Connor retrieved the stack from his desk, and together they read the rest of the records from that visit. “This is when she found out she was pregnant,” Jade said. “At this visit. The same visit.”
“You think that’s why she didn’t leave him?”
“I think appearances were really important to her. She probably stayed so she wouldn’t break up her family.”
“Neither the husband nor the best friend mentioned this cheating stuff, the STD scare,” Connor pointed out.
“Hardly surprising she wouldn’t tell anyone. This is not something you want people knowing about, especially if you’re going to stay in your marriage.”
“Well,” Connor said. “We need to have another talk with Jim Holloway. He said everything was fine.”
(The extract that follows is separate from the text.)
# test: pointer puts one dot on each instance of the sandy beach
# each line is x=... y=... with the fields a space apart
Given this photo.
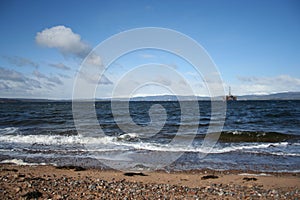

Jade shrugged. “Maybe it is now. Maybe they worked it out. This record is over a year old. Maybe things got better after this.”
“Maybe. I mean we don’t even know if she was having an ongoing affair or if it was a one-time thing. Maybe the STD scare helped her get her head back on straight.”
The phone on Connor’s desk rang, and he wheeled back over and snatched it up. “Parks.”
“You gotta get over here now,” said Davey Richards of the Sacramento County Coroner’s Office.
“You got something on Holloway?”
Davey let out a low whistle. “Do I ever. Is Stryker there?”
Connor looked around and spotted Stryker across the room, talking on the phone. “I’m looking at him.”
“Bring him too.”
CHAPTER TWENTY-THREE
“Davey fucking Richards,” Jade grumbled as she, Connor, and Stryker made their way into the coroner’s office. The coroner was housed in a large tan two-story building on Broadway with a rounded portico entrance. Meticulously kept foliage and greenery surrounded the building, its beauty in stark contrast to the death investigations that went on behind its walls.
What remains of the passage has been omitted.